Where complete deletion is not possible, we may anonymize or pseudonymize your data so that it can no longer be linked to you personally.

5. Data Retention and Security

Data Retention: We retain personal data only as long as necessary to fulfill processing purposes, or as required by law. For example:

  1. Accounting, payment, and tax data: retained for 6–10 years (or per local jurisdiction).
  2. Transaction and content delivery logs: kept for at least the statute of limitation period (e.g. 3–6 years).
  3. Security logs / fraud prevention: retained for up to 12–24 months or as necessary.
  4. Marketing opt-out suppression: indefinitely, but only the minimal required data (e.g. hashed email).
  5. Profile, preferences, behavior analytics: until you delete your account or withdraw consent.

When data is no longer needed, we either delete it or anonymize / aggregate it so it cannot identify you. We also endeavor to purge data from backups and archival systems within a reasonable period, consistent with business and legal needs.

Security Measures: We adopt appropriate administrative, technical, and organizational measures to protect your data, such as encryption (in transit / at rest), pseudonymization, role-based access, regular audits, intrusion detection, and secure software development practices. We also operate under the principle of “data protection by design and default,” meaning we limit data collection to only what is necessary and enforce strict access controls.

6. International Data Transfers

Your data may be transferred to, and stored on, servers located outside your jurisdiction—including outside the EEA or UK. In such cases, we implement appropriate safeguards to ensure compliance with GDPR cross-border transfer requirements. If we transfer your personal data outside the EEA / UK (e.g. to the U.S.), we use appropriate safeguards such as standard contractual clauses (SCCs), binding corporate rules, or other approved transfer mechanisms. Where legally required, we will also implement additional technical, organizational, and contractual measures to protect your rights.

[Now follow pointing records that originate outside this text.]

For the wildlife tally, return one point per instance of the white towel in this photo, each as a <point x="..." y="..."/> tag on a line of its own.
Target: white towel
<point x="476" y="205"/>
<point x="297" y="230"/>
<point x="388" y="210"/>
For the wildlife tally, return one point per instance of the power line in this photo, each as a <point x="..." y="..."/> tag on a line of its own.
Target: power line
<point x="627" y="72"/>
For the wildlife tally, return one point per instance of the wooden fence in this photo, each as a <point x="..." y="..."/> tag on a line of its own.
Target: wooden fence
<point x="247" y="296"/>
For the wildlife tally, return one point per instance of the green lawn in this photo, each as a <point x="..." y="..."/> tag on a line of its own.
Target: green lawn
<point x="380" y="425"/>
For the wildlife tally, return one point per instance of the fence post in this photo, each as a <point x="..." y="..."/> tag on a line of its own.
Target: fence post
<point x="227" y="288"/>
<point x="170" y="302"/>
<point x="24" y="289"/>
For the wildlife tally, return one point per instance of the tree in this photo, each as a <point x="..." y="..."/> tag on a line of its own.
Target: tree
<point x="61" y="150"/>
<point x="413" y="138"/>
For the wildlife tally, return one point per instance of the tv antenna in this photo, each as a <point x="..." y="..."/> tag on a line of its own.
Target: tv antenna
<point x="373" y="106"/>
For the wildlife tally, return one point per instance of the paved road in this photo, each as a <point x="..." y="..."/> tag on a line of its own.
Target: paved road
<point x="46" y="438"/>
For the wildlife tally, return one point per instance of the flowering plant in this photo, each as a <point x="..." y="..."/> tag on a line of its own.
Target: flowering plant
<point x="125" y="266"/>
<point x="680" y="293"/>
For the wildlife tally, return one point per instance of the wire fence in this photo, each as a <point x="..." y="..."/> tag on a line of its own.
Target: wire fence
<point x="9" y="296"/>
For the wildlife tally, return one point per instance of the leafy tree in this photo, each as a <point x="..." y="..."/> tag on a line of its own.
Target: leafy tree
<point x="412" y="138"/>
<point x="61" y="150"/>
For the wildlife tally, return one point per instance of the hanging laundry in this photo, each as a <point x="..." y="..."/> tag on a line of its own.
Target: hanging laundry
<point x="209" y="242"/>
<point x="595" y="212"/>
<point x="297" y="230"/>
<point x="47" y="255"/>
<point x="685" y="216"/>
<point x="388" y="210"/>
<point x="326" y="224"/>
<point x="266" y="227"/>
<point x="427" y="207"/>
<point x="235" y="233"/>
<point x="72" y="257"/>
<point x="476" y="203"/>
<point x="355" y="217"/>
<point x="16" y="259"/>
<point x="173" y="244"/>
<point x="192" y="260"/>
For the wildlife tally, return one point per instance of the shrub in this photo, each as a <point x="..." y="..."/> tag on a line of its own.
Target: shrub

7. Cookies & Tracking Technologies

We use cookies and similar tools to enhance your user experience, analyze usage patterns, and support platform functionality and marketing. You can control cookie preferences via your browser settings or our cookie banner.

8. Updates to This Privacy Policy

We may update this policy periodically to reflect operational or legal developments. Notifications of updates will be visible on our site. Continued platform use after changes implies acknowledgment and acceptance. We will notify you of material changes (e.g. by email or banner). Continued use of our platform after changes implies acceptance. We will keep a version history with effective dates.

9. Complaints & Contact

If you have questions about this Privacy Policy, wish to exercise any of your rights, or wish to file a complaint, you can contact our DPO, Grant Powell, at [email protected]. In the EEA / UK / applicable jurisdictions, you also have the right to lodge a complaint with your local supervisory authority.